Would have to be F32, no? I cannot think of any way to enforce "non-zero-ness" of the result without making it return an optional Result<NonZeroF32>, and at that point we are basically back to square one...
> Would have to be F32, no?
Generally yes. `NonZeroU32::saturating_add(self, other: u32)` is able to return `NonZeroU32` though! ( https://doc.rust-lang.org/std/num/type.NonZeroU32.html#metho... )
> I cannot think of any way to enforce "non-zero-ness" of the result without making it return an optional Result<NonZeroF32>, and at that point we are basically back to square one...
`NonZeroU32::checked_add(self, other: u32)` basically does this, although I'll note it returns an `Option` instead of a `Result` ( https://doc.rust-lang.org/std/num/type.NonZeroU32.html#metho... ), leaving you to `.map_err(...)` or otherwise handle the edge case to your heart's content. Niche, but occasionally what you want.
> `NonZeroU32::saturating_add(self, other: u32)` is able to return `NonZeroU32` though!
I was confused at first how that could work, but then I realized that of course, with _unsigned_ integers this works fine because you cannot add a negative number...
Dividing a float by zero is usually perfectly valid. It has predictable outputs, and for some algorithms like collision detection this property is used to remove branches.

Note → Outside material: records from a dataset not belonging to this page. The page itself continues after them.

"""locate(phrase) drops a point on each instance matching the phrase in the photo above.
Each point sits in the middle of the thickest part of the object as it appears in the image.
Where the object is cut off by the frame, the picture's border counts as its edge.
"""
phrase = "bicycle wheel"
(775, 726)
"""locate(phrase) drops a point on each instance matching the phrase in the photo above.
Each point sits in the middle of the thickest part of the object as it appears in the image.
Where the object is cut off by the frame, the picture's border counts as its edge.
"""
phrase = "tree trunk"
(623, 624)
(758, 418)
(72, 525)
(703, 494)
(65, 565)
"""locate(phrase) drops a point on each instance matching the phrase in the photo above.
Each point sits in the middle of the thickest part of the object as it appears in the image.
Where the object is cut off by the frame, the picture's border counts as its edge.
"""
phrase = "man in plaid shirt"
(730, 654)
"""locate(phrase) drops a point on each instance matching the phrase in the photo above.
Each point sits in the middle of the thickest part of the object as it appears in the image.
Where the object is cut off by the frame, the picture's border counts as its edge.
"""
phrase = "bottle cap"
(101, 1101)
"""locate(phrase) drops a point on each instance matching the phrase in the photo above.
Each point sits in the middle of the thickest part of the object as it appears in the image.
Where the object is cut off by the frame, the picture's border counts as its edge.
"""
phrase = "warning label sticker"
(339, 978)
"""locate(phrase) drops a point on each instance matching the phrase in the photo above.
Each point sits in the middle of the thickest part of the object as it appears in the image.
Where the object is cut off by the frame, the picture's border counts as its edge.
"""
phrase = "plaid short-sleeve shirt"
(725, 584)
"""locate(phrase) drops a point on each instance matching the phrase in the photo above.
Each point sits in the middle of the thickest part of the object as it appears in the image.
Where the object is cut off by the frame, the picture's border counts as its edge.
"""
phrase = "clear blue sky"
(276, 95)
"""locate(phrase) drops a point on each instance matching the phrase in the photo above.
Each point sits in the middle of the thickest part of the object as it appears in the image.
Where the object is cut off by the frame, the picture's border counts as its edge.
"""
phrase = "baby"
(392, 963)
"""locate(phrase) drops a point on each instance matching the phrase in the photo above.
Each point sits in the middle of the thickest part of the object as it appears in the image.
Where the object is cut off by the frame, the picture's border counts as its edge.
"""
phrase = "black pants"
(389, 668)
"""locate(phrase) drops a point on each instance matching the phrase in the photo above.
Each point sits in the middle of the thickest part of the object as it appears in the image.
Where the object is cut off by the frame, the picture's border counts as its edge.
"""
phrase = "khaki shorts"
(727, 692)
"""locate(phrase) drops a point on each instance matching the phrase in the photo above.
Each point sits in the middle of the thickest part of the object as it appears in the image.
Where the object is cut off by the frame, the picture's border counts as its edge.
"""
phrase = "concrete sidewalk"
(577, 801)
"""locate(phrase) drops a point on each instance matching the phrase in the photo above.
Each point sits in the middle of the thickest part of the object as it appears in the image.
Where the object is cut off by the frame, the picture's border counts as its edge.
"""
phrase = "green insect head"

I think “has predictable outputs” is less valuable than “has expected outputs” for most workloads. Dividing by zero almost always reflects an unintended state, so proceeding with the operation means compounding the error state.
(This isn’t to say it’s always wrong, but that having it be an error state by default seems very reasonable to me.)
btw the “quoth” crate makes it really really easy to implement scannerless parsing in rust for arbitrary syntax, use it on many of my projects
Interesting looking crate. You don't seem to have any examples at all though so I wouldn't say it makes it easy!